Exceto pelos pouquíssimos articulistas que há muito tempo vêm alertando para a preocupante plausibilidade do caos a partir da vitória do PT, não se ouve outras vozes fazendo côro ao sombrio presságio deles, baseado por sinal em fatos
incontestáveis. De uns dias para cá, porém, parece que alguns acordaram para o verdadeiro debate. Longe de equilibrar o noticiário, ainda fartamente pró-Lula, dois exemplos merecem ser pensados.
O primeiro vem da colunista do jornal Valor Econômico, Eliana Cardoso. Em seu artigo de quarta-feira passada, ela diz claramente:
Enquanto a preocupação é ganhar as eleições, as tendências mais radicais ficam arquivadas. Mas voltarão à carga uma vez passada a eleição. O MST já discute como será a ação num governo do PT e quanto tempo Lula terá para resolver suas reivindicações "sem enfrentamento". Servidores também farão cobranças.

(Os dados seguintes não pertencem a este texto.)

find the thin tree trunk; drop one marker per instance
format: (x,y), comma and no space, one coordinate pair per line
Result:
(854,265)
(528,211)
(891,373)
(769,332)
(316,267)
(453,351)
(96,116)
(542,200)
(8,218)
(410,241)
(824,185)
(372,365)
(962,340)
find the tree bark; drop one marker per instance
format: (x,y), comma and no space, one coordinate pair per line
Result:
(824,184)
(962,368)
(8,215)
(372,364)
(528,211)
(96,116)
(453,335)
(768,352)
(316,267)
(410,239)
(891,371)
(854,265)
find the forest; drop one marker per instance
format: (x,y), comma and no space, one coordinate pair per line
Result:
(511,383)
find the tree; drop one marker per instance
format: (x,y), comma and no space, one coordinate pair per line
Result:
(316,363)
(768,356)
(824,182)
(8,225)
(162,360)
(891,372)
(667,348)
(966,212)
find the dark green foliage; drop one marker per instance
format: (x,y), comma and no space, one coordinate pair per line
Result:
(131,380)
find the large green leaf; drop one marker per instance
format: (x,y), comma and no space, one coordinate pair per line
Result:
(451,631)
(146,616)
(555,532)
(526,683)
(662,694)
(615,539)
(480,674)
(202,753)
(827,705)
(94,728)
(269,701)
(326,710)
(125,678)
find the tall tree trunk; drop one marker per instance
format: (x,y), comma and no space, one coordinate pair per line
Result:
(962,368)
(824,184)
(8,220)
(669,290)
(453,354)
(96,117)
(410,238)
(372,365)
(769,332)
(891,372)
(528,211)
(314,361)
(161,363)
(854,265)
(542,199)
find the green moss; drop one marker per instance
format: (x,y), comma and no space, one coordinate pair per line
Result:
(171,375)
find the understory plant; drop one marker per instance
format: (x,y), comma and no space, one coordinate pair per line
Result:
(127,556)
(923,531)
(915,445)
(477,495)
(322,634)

Lula terá dificuldade para
controlar a avalanche de demandas sociais, as greves por melhores salários, as invasões de terras e as paralisações organizadas por funcionários públicos. Ocorreria então uma hemorragia de capitais que Lula tentaria estancar com o controle do câmbio provocando a ruptura de acordos anteriores. Neste caso, o risco de seguirmos os passos da Argentina é real.
O outro exemplo de análise pertinente sobre o futuro presidente do Brasil é do diretor de redação de O Globo, Merval Pereira, jornalista que vem surpreendendo pela lucidez de seus comentários embora seja o chefe de um jornal que muitas vezes parece ser feito por uma facção petista.
Vejam o que ele observa neste domingo, 29: “...o novo governo petista terá condições de controlar a máquina partidária e as demandas dos chamados movimentos sociais, a maior parte delas conflitante com as reformas estruturais da economia que se precisa fazer?..”
Enquanto Lula continua a obter o apoio do empresariado, chega a ser engraçada (para não dizer trágica) a declaração do presidente da CUT, João Felício, durante encontro entre sindicalistas, empresários e o PT num hotel em São Paulo ontem.
Segundo relata O Globo, o líder sindical disse que os sindicatos prometem não fazer greves numa clara “trégua aos capitalistas”. Talvez resida nesta pequena declaração a resposta para a pergunta levantada por Merval Pereira em seu artigo de hoje no mesmo jornal.